Viewpoint: Did NPR miss a teachable moment?

Anyone who knows me will tell you: I LOVE NPR! I am one of those folks they talk about. The one who is always citing some tidbit of information or trivia – which can be heard only on NPR – in my conversations, speeches and my writing. But these days, when we are having so many in-depth discussions on the harm words can cause in response to recent bullying deaths, NPR missed a teachable moment that could have taken this conversation right to the root of the problem – fear based biases.
In case you missed it, Juan Williams, who was a news analyst on NPR, said in an interview on Fox News Channel's "O'Reilly Factor," that when he is on a plane, people in "Muslim garb" make him nervous. NPR promptly fired Mr. Williams, saying the comments were "inconsistent with our editorial standards and practices." Were they right in firing him? Well, as not just a listener, but one who contributes to two public radio stations, I have to cry "FOUL!"
In a statement Williams said, "My words were not a bigoted statement" and quite frankly I agree with him. Is he wrong in having these feelings? ABSOLUTELY! But let's be real, Williams said something probably millions of Americans have thought or said since the 911 attacks. But his comments are no different from the folks, not all white or women, who clutch their valuables to their chest when they see young, saggy-panted African American youth come their way. It is no different from parents who gather up their children and run out of public bathrooms if a trans-person walks in. It is no different from folks who see a Latino man or woman and assume they are illegal immigrants. And it is no different than the white sales clerk who followed me around a store recently lest I steal something.
Unfortunately, we all harbor secret suspicions and biases that we consciously or unconsciously act upon, sending the wrong message to society and especially to youth. Do we think little Johnny or Jane learned the biases of fear and hatred that often lead to bullying and/or suicide out of the blue? They learned them from us.

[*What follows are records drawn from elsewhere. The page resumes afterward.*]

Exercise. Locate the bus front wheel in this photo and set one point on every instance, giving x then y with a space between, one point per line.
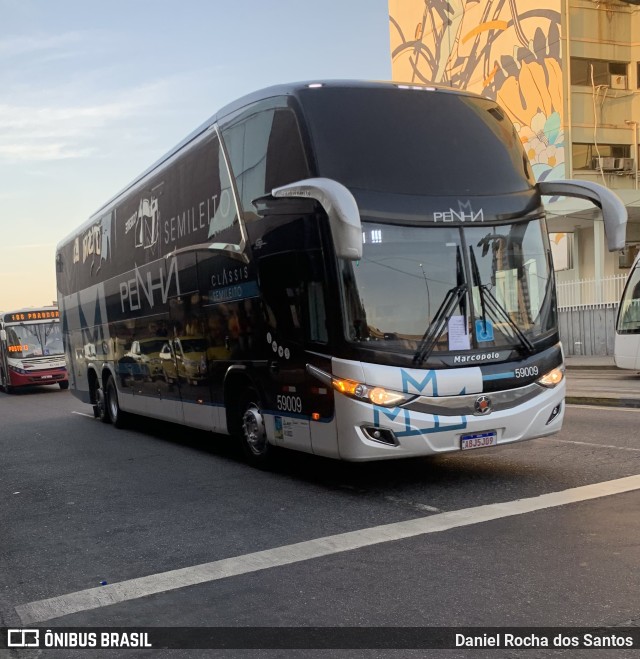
113 411
253 435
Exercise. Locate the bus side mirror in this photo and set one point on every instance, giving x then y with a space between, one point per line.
614 213
341 208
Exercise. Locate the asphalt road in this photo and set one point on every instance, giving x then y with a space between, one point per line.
116 523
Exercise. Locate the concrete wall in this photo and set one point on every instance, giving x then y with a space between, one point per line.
588 331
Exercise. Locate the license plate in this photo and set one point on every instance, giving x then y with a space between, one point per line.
479 440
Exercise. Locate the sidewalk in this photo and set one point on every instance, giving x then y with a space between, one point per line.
598 381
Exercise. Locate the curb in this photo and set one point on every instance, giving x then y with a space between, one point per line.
594 367
605 402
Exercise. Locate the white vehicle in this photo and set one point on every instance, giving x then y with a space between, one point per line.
627 341
31 350
364 268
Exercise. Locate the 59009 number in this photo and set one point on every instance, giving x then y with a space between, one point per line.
289 403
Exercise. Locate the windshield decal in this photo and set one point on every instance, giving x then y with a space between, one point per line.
464 214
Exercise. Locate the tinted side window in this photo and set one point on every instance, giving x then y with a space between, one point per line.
265 150
294 297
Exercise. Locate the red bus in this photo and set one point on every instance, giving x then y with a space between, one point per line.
31 349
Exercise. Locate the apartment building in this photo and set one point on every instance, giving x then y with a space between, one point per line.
568 74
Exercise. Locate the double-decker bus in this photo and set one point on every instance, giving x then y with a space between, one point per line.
357 270
627 338
31 349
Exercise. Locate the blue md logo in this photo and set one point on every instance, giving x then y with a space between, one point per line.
427 387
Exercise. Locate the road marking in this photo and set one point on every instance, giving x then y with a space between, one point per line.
609 408
93 598
620 448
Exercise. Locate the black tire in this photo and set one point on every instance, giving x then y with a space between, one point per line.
251 431
112 406
99 405
4 383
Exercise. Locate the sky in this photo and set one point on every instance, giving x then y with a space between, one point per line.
91 94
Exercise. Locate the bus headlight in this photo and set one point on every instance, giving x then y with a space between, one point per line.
360 391
374 395
552 378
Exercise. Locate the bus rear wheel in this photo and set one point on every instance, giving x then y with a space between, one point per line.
253 435
113 411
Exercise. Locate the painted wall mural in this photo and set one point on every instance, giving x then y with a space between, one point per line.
507 50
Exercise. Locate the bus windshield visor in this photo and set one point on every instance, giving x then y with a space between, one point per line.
34 340
425 290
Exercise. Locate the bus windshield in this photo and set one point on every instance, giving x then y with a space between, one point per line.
401 142
629 314
484 286
35 339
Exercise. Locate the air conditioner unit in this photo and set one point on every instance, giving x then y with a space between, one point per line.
607 164
618 82
624 164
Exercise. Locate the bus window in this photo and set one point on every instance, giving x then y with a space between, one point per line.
294 296
629 315
265 151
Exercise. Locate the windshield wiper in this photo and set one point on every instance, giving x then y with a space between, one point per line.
489 301
455 297
445 311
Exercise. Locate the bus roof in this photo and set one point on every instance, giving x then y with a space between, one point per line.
288 89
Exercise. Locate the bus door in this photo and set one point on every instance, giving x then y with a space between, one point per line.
292 287
186 361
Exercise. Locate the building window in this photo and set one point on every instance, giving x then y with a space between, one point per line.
598 72
605 156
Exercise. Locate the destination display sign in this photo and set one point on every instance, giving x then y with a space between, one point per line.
35 314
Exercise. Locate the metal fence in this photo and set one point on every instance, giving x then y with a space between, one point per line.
590 292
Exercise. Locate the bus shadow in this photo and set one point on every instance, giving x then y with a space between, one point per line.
450 470
34 390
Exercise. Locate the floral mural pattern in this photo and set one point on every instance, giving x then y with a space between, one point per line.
507 50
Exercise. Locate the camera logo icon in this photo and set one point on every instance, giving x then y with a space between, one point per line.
23 638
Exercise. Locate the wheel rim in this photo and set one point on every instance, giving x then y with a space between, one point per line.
254 432
113 402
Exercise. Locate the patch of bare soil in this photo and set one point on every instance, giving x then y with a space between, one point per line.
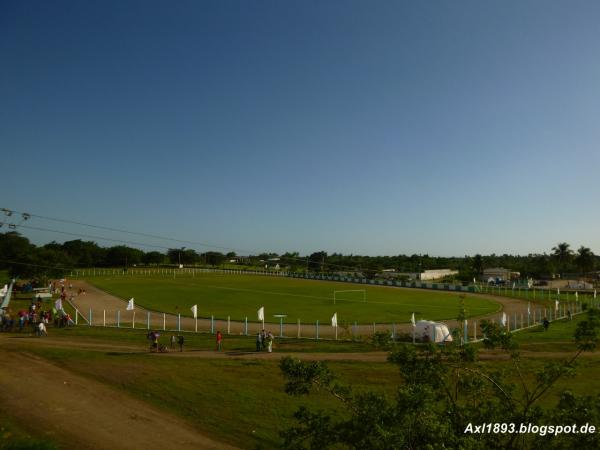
77 412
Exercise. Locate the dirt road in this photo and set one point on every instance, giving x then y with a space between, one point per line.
77 412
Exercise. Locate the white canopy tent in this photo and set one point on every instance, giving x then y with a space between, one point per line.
428 330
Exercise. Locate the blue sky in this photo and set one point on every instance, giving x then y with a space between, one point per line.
441 127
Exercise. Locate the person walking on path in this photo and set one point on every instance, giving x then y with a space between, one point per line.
269 342
42 330
219 341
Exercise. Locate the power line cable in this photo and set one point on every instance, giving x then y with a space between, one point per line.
27 216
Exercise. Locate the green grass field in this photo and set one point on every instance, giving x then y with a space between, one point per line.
241 401
239 296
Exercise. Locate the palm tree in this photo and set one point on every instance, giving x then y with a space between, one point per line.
562 253
584 259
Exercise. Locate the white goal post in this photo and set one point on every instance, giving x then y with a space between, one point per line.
364 291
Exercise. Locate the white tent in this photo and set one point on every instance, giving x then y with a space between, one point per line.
432 331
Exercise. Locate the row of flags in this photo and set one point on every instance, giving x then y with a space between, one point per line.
261 311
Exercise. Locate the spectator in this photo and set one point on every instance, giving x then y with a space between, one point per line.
219 341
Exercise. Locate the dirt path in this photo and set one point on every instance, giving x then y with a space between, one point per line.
23 343
108 309
81 413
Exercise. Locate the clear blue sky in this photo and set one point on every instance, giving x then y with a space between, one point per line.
438 127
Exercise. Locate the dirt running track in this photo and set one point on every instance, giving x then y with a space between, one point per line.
77 412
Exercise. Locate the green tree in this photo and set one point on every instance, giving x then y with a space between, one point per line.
441 391
563 255
584 260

Firing Juan Williams will not stop these biases, but it can provide teachable moments which can lift us all up. Isn't it time we come out of the closet and talk about what screws us up as a people?
Take hair for instance. To this day African American women and girls still struggle against the stigma of having "bad hair." Now that more women are wearing their hair natural, in dreadlocks, twists, braids, etc. one would think little black girls would be free of hair hang-ups. We don't talk in depth about the history of our hair, why we have different textures or why long, straight hair is ingrained in our historical memory as somehow the "good hair." We don't talk about it because it might take us to unpleasant realities – slavery, white oppression, discrimination – that affect us even today in our post racial society.
But some things just won't go away. Sesame Street writer and puppeteer Joey Mazzarino, who has an adopted African American daughter, noticed she did not embrace her hair. After talking to their daughter and seeing Chris Rock's film "Good Hair," he came out with a new muppet that loves what she's got on top – her black, kinky, braided, dreadlocked hair. And what about homophobia? Our young people are dying because they are gay or perceived to be gay. Little girls wear dresses and play with dolls. Boys wear pants and play with trucks and woe-be-tide the child that strays to far from the norm.
We tell our youth that "It Gets Better," but we don't want to talk about homophobia, our sexuality, our fears. One courageous family is bringing it to the forefront. "My Princess Boy" chronicles the real life of a family having a beautiful 5 year-old son/brother, Dyson, who loves to play dress up; who isn't interested in boy's clothes and loves his pretty girl clothes. With the support of family, teachers and friends, the Kidodavis family is not just changing hearts and minds, but showing the world what it takes for it to get better.
Right or wrong, the media have a bully pulpit that can change hearts, minds and influence society. Sorry NPR, but you took the too politically correct response of dismissal rather than talk about why we fear. I expected better from you.